How Los Angeles, Hong Kong, and China deal with such urban environmental issues as ports, goods movement, air pollution, water quality, transportation, and public space.
Over the past four decades, Los Angeles, Hong Kong, and key urban regions of China have emerged as global cities--in financial, political, cultural, environmental, and demographic terms. In this book, Robert Gottlieb and Simon Ng trace the global emergence of these urban areas and compare their responses to a set of six urban environmental issues.
These cities have different patterns of development: Los Angeles has been the quintessential horizontal city, the capital of sprawl; Hong Kong is dense and vertical; China's new megacities in the Pearl River Delta, created by an explosion in industrial development and a vast migration from rural to urban areas, combine the vertical and the horizontal. All three have experienced major environmental changes in a relatively short period of time. Gottlieb and Ng document how each has dealt with challenges posed by ports and the movement of goods, air pollution (Los Angeles, Hong Kong, and urban China are all notorious for their hazardous air quality), water supply (all three places are dependent on massive transfers of water) and water quality, the food system (from seed to table), transportation, and public and private space. Finally they discuss the possibility of change brought about by policy initiatives and social movements.
Basically the only reason I read this was because an ebay seller was offering a discount if you bought three books, so I looked for a third, and the summary sounded interesting enough for a few more bucks.
The goal of the book was to contrast Los Angeles, Hong Kong, and Mainland China in the Pearl River Delta region.
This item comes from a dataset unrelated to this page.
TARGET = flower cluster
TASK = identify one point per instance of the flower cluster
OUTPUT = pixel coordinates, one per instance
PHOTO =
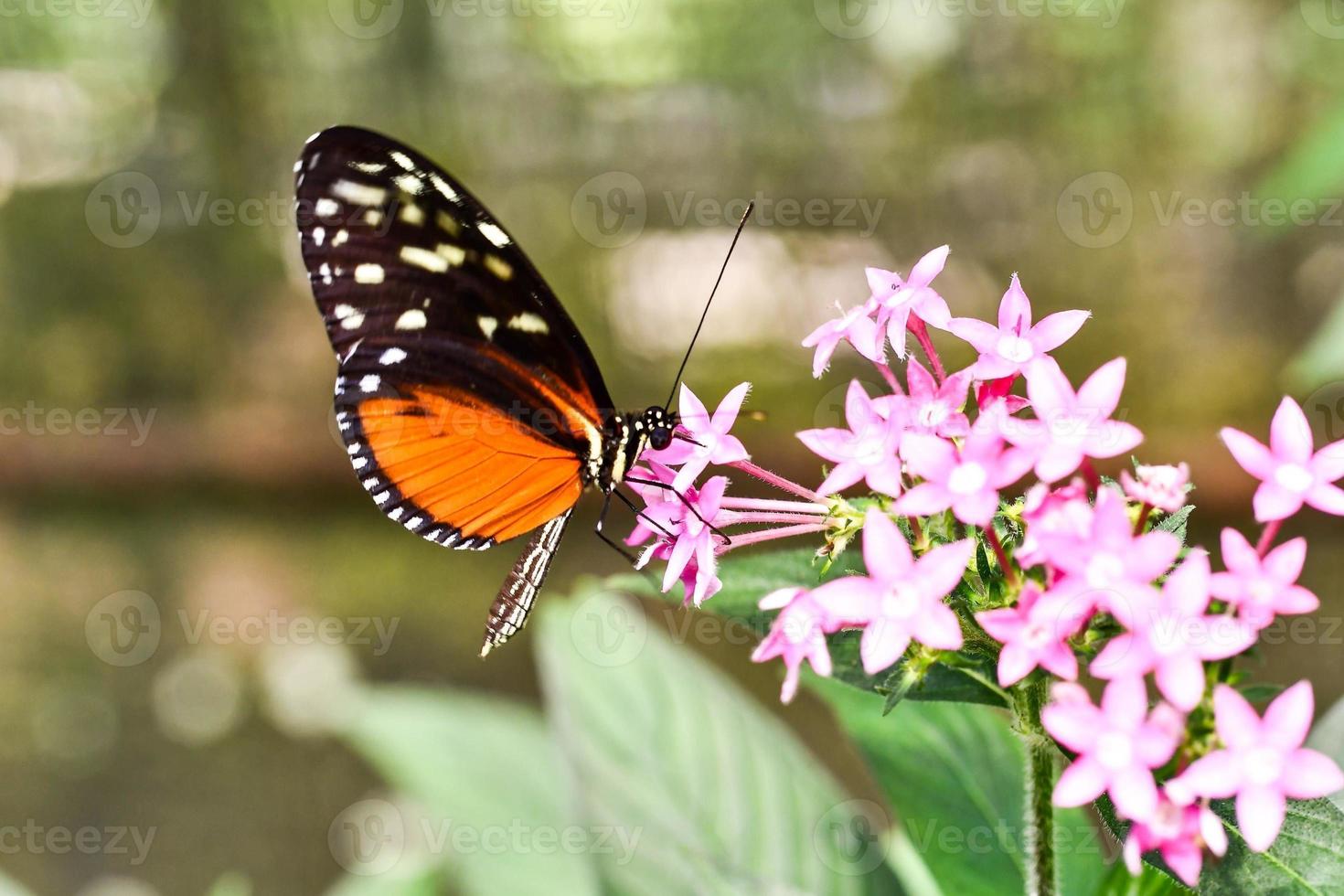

However, the moments of comparison seemed minimal to me. Instead it was three short primers on each's geography and history. Which was interesting! But I guess I just expected a bit more.
Here was a quote I liked, though:
"In a way, despite a vastly different urban form, Hong Kong has parallels with the Los Angeles urban identity in which residents live in cul-de-sacs or gated communities, drive everywhere, and primarily encounter fellow citizens in controlled, privately owned spaces such as malls and gyms. A Hong Kong resident may live in a tower above a shopping mall, which connects directly to the metro system, which brings her to another shopping mall in the central business district, which is connected to her office building through a series of skyways. She ultimately may go days at a time without venturing out onto the street. Streets then become not a part of the rhythm of daily life but a part of the civil and transportation engineering emphasis on moving people between locations without contributing to a sense of place"
Unbiased, but research based. Incorporates some history, local issues, the emergence of industry, and socio-economics with environmental impacts that have emerged over the last century in Los Angeles, Hong Kong, and China. It's a great lesson on public policy for anybody wanting to get involved in politics.
Great book if you're somebody in the public policy, environmental, or logistics field. Also an okay book for college students to connect the dots across multiple fields of general study. If you're somebody from LA, HK, or China, there's also a bit of local cultural history taught here you might learn.
The authors succesfully connected urban environmental issues in LA, Hong Kong and China to global trade and social-economic networks shaping local issues. While it took me some effort to get into the argument, I really enjoyed and was fascinated by the thematic chapters on food, water and transportation. The emphasis on local activism and environmental groups make a great addition to the book by giving environmental issues a face, thereby humanizing the issues to the reader.